Crucial concept: Thread Safety#

  • Functions called from a thread must be thread‐safe
  • Def: A function is thread-safe iff it will always produce correct results when called repeatedly from multiple concurrent threads
  • Classes of thread-unsafe functions:
    • Class 1: Functions that do not protect shared variables
    • Class 2: Functions that keep state across multiple invocations
    • Class 3: Functions that return a pointer to a static variable
    • Class 4: Functions that call thread-unsafe functions

Thread-Unsafe Functions (Class 1)#

  • Failing to protect shared variables
    • Fix: Use P and V semaphore operations
    • Issue: Synchronization operations will slow down code

Thread-Unsafe Functions (Class 2)#

  • Relying on persistent state across multiple function invocations
    • Example: Random number generator that relies on static state
static unsigned int next = 1;
/* rand: return pseudo-random integer on 0..32767 */
int rand(void) {
next = next*1103515245 + 12345;
return (unsigned int)(next/65536) % 32768;
}
/* srand: set seed for rand() */
void srand(unsigned int seed) {
next = seed;
}

Thread-Safe Random Number Generator#

  • Pass state as part of argument
    • and, thereby, eliminate global state
/* rand_r - return pseudo-random integer on 0..32767 */
int rand_r(int *nextp) {
*nextp = *nextp * 1103515245 + 12345;
return (unsigned int)(*nextp/65536) % 32768;
}
  • Consequence: programmer using rand_r must maintain seed

Thread-Unsafe Functions (Class 3)#

  • Returning a pointer to a static variable
  • Fix 1. Rewrite function so caller passes address of variable to store result
    • Requires changes in caller and callee
  • Fix 2. Lock-and‐copy
    • Requires simple changes in caller (and none in callee)
    • However, caller must free memory
/* lock-and-copy version */
char *ctime_ts(const time_t *timep, char *privatep) {
char *sharedp;
P(&mutex);
sharedp = ctime(timep);
strcpy(privatep, sharedp);
V(&mutex);
return privatep;
}

Thread-Unsafe Functions (Class 4)#

  • Calling thread-unsafe functions
    • Calling one thread-unsafe function makes the entire function that calls it thread-unsafe
    • Fix: Modify the function so it calls only thread-safe functions

Reentrant Functions#

  • Def: A function is reentrant iff it accesses no shared variables when called by multiple threads
    • Important subset of thread-safe functions
      • Require no synchronization operations
      • Only way to make a Class 2 function thread-safe is to make it reetnrant (e.g., rand_r)
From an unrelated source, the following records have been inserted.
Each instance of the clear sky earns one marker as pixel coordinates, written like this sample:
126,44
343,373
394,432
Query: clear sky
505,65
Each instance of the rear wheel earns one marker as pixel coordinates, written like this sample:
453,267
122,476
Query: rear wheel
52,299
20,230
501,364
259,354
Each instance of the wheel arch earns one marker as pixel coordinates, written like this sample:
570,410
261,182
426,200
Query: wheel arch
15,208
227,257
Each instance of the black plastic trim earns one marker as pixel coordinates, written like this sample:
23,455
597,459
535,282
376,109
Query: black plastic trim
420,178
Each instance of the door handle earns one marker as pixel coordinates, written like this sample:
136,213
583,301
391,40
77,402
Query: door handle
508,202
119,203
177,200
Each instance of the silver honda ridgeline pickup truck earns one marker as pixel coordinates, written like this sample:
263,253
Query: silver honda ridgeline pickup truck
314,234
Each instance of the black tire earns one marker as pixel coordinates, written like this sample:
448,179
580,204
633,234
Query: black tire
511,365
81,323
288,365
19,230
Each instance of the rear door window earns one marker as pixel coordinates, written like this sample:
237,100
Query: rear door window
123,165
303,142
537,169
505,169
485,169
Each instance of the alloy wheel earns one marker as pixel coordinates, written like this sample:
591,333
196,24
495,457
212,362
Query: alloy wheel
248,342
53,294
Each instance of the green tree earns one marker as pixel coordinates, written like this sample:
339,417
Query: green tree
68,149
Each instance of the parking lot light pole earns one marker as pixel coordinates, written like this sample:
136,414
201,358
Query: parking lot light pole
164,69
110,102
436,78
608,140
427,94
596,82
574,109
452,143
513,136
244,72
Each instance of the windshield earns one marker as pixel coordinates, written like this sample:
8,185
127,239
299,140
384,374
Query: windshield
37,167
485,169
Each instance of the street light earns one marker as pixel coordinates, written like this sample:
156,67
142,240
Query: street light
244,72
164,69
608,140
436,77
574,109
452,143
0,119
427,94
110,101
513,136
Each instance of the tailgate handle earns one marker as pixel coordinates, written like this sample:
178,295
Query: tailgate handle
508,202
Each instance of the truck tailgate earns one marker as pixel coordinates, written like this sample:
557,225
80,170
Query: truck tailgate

Thread-Safe Library Functions#

  • All functions in the Standard C Library (at the back of your K&R text) are thread-safe
    • Examples: malloc, free, printf, scanf
  • Most Unix system calls are thread-safe, with a few exceptions:
Thread-unsafe functionClassReentrant version
asctime3asctime_r
ctime3ctime_r
gethostbyaddr3gethostbyaddr_r
gethostbyname3gethostbyname_r
inet_ntoa3(none)
localtime3localtime_r
rand2rand_r

Races#

  • A race occurs when correctness of the program depends on one thread reaching point x before another thread reaches point y
void *thread(void *vargp);
/* A threaded program with a race */
int main() {
pthread_t tid[N];
int i;
for (i = 0; i < N; i++)
pthread_create(&tid[i], NULL, thread, &i);
for (i = 0; i < N; i++)
pthread_join(tid[i], NULL);
exit(0);
}
/* Thread routine */
void *thread(void *vargp) {
int myid = *((int *)vargp);
printf("Hello from thread %d\n", myid);
return NULL;
}

Race Illustration#

for (i = 0; i < N; i++)
pthread_create(&tid[i], NULL, thread, &i);
  • Race between increment of i in main thread and deref of vargp in peer thread:
    • If deref happens while i = 0, then OK
    • Otherwise, peer thread gets wrong id value

Could this race really occur ?#

Main thread:

int i;
for (i = 0; i < 100; i++) {
pthread_create(&tid, NULL, thread, &i);
}

Peer thread:

void *thread(void *vargp) {
pthread_detach(pthread_self());
int i = *((int *)vargp);
save_value(i);
return NULL;
}
  • Race Test
    • If no race, then each thread would get different value of i
    • Set of saved values would consist of one copy each of 0 through 99

Experimental Results#

Race Elimination#

/* Threaded program without the race */
int main() {
pthread_t tid[N];
int i, *ptr;
for (i = 0; i < N; i++) {
ptr = malloc(sizeof(int));
*ptr = i;
pthread_create(&tid[i], NULL, thread, ptr);
}
for (i = 0; i < N; i++)
pthread_join(tid[i], NULL);
exit(0);
}
/* Thread routine */
void *thread(void *vargp) {
int myid = *((int *)vargp);
free(vargp);
printf("Hello from thread %d\n", myid);
return NULL;
}

Deadlock#

  • Def: A process is deadlocked iff it is waiting for a condition that will never be true
  • Typical Scenario:
    • Processes 1 and 2 needs two resources (A and B) to proceed
    • Process 1 acquires A, waits for B
    • Process 2 acquires B, waits for A
    • Both will wait forever !

Deadlocking With Semaphores#

void *count(void *vargp);
int main() {
pthread_t tid[2];
sem_init(&mutex[0], 0, 1); /* mutex[0] = 1 */
sem_init(&mutex[1], 0, 1); /* mutex[1] = 1 */
pthread_create(&tid[0], NULL, count, (void*)0);
pthread_create(&tid[1], NULL, count, (void*)1);
pthread_join(tid[0], NULL);
pthread_join(tid[1], NULL);
printf("cnt=%d\n", cnt);
exit(0);
}
void *count(void *vargp) {
int i;
int id = (int)vargp;
for (i = 0; i < NITERS; i++) {
P(&mutex[id]); P(&mutex[1-id]);
cnt++;
V(&mutex[id]); V(&mutex[1-id]);
}
return NULL;
}

Deadlock Visualized in Progress Graph#

  • Locking introduces the potential for deadlock
  • Any trajectory that enters the deadlock region will eventually reach the deadlock state, waiting for either S0S_{0} or S1S_{1} to become nonzero
  • Other trajectories luck out and skirt the deadlock region
  • Unfortunate fact: deadlock is often nondeterministic (race)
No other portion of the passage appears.